The school that had lost all its thunder on the football field hired a Christian coach and became great seemingly overnight.
Colorado won its first game of the season against last year’s top four team Texas Christian University (TCU). The Buffaloes which are unrated won the away game and gave their Christian coach his first win.
Deion Sanders took over the team during the offseason and immediately made an impact. Sanders was an exceptional athlete himself, starring in pro football and major league baseball.
Sanders was inducted into the NFL Hall of Fame in 2011 for being on of the greatest cornerbacks and players in NFL history. He was also know for his showmanship. He is quoted as saying:
They don’t pay nobody to be humble. Some people will come out to see me do well. Some people will come out to see me get run over. But love me or hate me, they’re going to come out.”
Sanders went on to become a successful head coach and was offered the head coaching job at Colorada during the offseason.
Sanders was immediately attacked by an evil anti-Christian force after his hiring.
FOX News reported in March:
Colorado head coach Deion Sanders has yet to officially appear on the sidelines for the Buffaloes after taking the job in December, but he’s already at the center of controversy over his religion.
Sanders was known for expressing his strong belief in God when it came to his coaching style at Jackson State. When he left the Tigers for the Colorado gig, he was mocked for saying that God had sent him to become the coach of Jackson State but left the job anyway.
With kickoff to the 2023 Buffaloes season just months away, Sanders is now in the middle between two religious groups. One group wants Colorado to force him to stop preaching his religious beliefs to his players, while another one warned the university that telling him to do so could infringe on his rights.
The Freedom from Religion Foundation sent the University of Colorado a letter on Jan. 24 about Sanders’ references to Christianity and claimed they were contacted by residents who were concerned players were potentially being pressured to pray during their team meetings.
The letter also pointed to one prayer in question, which read “Lord, we thank You for this day, Father, for this opportunity as a group. Father, we thank You for the movement that God has put us in place to be in charge of. We thank You for each player here, each coach, each family. In Jesus’ name we pray. Amen.”
The group called on the university to teach Sanders about “his constitutional duties under the Establishment Clause” and to “ensure that Sanders understands that he has been hired as a football coach and not a pastor.” The letter urged the school to provide the group that the coach “will not continue to proselytize to his players or subject them to coercive team prayers,” according to The Christian Post.
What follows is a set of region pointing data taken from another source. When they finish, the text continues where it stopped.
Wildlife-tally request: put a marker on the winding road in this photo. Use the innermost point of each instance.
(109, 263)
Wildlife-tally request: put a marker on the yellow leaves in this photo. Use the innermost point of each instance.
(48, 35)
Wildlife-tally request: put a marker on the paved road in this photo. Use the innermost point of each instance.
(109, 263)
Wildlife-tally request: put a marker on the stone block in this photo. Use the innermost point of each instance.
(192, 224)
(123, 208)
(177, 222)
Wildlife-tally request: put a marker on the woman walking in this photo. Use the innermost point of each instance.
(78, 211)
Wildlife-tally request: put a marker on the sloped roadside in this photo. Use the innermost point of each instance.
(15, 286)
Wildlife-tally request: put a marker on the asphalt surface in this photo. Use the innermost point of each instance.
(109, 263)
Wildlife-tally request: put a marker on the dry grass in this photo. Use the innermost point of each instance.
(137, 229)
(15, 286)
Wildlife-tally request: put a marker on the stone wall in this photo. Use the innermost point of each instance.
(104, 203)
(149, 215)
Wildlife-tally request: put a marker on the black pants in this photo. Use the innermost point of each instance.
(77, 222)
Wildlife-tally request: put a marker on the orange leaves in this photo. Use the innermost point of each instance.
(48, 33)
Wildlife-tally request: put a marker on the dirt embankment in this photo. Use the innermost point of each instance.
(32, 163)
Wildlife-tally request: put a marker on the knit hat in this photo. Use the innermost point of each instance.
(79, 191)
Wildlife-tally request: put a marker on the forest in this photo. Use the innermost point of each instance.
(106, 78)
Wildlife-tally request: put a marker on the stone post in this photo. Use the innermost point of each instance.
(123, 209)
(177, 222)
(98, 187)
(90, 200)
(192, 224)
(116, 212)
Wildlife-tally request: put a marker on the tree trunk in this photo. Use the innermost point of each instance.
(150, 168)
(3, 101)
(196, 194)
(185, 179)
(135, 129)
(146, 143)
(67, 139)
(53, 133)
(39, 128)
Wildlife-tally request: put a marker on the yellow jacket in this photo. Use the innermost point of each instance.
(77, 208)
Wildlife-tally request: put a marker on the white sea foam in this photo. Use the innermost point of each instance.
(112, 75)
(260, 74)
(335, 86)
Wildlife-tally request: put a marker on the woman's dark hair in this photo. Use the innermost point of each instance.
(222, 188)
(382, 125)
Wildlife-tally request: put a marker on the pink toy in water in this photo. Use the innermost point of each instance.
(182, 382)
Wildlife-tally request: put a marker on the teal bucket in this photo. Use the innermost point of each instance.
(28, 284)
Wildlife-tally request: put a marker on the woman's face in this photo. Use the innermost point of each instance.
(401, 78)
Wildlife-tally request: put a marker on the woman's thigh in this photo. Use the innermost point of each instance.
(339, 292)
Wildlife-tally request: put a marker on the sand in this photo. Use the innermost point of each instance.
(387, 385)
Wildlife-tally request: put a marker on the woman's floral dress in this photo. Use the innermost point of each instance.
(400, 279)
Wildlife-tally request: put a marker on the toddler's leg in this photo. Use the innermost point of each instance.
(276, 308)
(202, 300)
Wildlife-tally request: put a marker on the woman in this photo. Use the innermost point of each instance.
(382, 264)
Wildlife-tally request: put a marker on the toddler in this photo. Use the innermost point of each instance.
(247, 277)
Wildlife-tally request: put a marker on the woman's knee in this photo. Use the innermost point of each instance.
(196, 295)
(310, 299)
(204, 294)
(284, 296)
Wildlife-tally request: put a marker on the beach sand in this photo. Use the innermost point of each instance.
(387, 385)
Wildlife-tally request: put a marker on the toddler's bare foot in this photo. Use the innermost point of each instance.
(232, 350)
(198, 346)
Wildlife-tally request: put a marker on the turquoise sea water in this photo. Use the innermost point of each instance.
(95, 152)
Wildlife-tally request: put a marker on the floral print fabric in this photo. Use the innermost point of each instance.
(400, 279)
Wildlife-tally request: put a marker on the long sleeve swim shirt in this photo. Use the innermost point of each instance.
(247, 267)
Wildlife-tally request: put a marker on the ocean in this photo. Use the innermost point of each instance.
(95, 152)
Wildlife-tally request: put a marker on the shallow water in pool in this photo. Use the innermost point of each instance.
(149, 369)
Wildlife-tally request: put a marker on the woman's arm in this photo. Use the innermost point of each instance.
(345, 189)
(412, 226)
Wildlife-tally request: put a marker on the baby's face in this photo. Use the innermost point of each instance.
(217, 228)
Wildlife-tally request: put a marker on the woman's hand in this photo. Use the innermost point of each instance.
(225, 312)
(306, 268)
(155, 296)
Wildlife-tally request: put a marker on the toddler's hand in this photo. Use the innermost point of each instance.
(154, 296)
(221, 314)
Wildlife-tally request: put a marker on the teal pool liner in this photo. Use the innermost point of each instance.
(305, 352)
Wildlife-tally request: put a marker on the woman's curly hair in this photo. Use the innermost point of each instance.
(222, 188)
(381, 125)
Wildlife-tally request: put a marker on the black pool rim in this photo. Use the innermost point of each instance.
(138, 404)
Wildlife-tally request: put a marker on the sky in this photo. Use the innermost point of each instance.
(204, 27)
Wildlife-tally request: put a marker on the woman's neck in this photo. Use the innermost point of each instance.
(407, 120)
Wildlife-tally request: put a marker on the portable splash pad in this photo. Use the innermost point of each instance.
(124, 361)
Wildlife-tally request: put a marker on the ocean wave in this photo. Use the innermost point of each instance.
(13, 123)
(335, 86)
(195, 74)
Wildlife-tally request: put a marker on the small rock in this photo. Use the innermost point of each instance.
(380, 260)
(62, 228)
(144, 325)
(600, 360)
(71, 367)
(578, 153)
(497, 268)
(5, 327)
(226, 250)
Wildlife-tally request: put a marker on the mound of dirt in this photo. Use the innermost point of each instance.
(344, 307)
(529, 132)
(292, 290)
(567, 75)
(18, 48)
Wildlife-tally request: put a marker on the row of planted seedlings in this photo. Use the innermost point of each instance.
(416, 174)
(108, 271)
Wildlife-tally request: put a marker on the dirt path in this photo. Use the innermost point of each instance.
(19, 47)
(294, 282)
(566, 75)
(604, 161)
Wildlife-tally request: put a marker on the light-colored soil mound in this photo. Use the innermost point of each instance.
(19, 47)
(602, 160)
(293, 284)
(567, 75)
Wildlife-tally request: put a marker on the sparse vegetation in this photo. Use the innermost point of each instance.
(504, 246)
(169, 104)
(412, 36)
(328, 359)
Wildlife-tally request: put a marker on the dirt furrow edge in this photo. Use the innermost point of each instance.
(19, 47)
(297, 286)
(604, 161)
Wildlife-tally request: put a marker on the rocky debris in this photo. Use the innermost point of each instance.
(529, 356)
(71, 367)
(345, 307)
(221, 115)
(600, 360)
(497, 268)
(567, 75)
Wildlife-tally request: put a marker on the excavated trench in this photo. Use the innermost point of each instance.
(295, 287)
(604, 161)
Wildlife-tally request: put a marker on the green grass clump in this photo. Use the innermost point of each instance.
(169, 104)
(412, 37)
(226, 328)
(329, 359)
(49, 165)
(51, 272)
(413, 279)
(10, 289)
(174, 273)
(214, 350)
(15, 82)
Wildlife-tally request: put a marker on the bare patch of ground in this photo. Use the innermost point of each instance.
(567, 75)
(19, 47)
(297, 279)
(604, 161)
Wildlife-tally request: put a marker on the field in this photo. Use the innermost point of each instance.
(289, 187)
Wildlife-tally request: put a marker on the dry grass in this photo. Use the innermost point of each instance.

The school would respond to the letter the next week, saying Sanders was “very receptive to this training and came away from it with a better understanding of the University of Colorado’s policies and the requirements of the Establishment Clause,” according to the Deseret News. The school said if a player had a problem with prayers in the future it would direct them to the Office of Institutional Equity and Compliance.
First Liberty Institute came to the defense of Sanders in February and made clear the school could be violating Sanders’ rights in relation to the 2022 Supreme Court case – Kennedy v. Bremerton.
“We write to correct the Freedom from Religion Foundation’s (FFRF’s) misstatements regarding the requirements imposed by the First Amendment on public school employees’ religious expression,” the letter from First Liberty Institute read. “The Supreme Court has repeatedly held that public school employees may engage in religious expression and exercise; therefore, public universities like CU may not target Coach Sanders (or other members of the football staff) for exercising constitutional rights on campus.”
The Supreme Court rules in favor of a Washington state high school football coach who prayed with his team after games. The court determined the school violated the coach’s First Amendment rights for trying to stop his prayers.